I've tried the following, with no success:
$str =~ s/Ã/ /g;
$str =~ s/\xC3/ /g;
What am I doing wrong here ?
Upvotes: 0
Views: 258
Reputation: 949
Following this, for the simple "quick fix" Wonko was looking for:
tr/ -~//cd;
Upvotes: 0
Reputation: 159
You need to specify that you want UNICODE and not Latin-1 (or another encoding). If you're reading from a file then:
#!/usr/bin/perl
open INFILE, '<:encoding(UTF-8)', '/mypath/file';
while(<INFILE>) {
s/\xc3/ /g;
print;
}
I'll break that down better for you:
In <:encoding(UTF-8)
you are specifying that you want to read (the <), and that you want UNICODE (the :encoding(UTF-8)
part).
If you weren't using unicode you would use:
open INFILE, '<', '/mypath/file';
or
open INFILE, '/mypath/file';
because by default perl will read.

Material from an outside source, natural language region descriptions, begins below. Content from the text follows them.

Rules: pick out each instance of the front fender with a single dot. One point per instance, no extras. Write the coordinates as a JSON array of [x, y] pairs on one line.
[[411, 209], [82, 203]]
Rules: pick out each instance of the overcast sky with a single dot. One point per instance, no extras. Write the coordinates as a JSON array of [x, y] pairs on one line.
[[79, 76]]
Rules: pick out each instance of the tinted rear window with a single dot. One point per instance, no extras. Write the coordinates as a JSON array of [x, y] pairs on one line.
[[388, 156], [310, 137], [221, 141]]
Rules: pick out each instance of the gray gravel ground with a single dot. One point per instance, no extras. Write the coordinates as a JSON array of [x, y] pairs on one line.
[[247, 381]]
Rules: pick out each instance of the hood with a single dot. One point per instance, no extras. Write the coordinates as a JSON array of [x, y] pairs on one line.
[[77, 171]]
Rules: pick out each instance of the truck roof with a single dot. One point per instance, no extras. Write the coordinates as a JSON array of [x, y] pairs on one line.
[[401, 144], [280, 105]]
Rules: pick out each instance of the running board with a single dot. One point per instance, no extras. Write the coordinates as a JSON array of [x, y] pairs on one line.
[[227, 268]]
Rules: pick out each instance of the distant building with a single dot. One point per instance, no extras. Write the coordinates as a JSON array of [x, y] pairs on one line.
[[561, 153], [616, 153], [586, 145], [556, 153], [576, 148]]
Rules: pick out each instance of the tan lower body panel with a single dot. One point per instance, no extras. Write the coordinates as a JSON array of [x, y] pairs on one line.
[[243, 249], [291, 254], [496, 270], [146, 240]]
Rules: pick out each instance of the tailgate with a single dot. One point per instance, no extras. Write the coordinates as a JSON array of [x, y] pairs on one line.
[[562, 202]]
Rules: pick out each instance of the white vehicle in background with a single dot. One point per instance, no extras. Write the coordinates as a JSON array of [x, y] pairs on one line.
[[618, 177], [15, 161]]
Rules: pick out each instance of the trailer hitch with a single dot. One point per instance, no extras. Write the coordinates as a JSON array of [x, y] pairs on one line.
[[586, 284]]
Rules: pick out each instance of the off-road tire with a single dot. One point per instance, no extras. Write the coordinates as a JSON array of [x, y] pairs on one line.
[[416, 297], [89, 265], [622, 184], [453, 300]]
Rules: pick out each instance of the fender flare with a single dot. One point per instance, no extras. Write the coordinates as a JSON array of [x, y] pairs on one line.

If you want to write you use >:encoding(UTF-8)
and if you want to append (because the >
overwrites the file) you use >>:encoding(UTF-8)
.
Hope it helped!
There is another answer that specifies how to do binmode(STDIN, ":utf8")
if you're trying to unicode from STDIN.
Upvotes: 0
Reputation: 118445
The statement "replace à with a space" is meaningless, because the statement does not specify which encoding is used for the character in question.
The context of this statement could be using the UTF-8 encoding, for example, as well as one of several ISO-8859 encodings. Or, maybe even UTF-16 or UTF-32.
So, for starters, you need to specify, at least, which encoding you are using. And after that, it's also necessary to specify where the input or the output is coming from.
Assuming:
1) You are using UTF-8 encoding
2) You are reading/writing STDIN
and STDOUT
Then here's a short example of a filter that shows how to replace this character with a space. Assuming, of course, that the Perl script itself is also encoded in UTF-8.
use utf8;
use feature 'unicode_strings';
binmode(STDIN, ":utf8");
binmode(STDOUT, ":utf8");
while (<STDIN>)
{
s/Ã/ /g;
print;
}
Upvotes: 6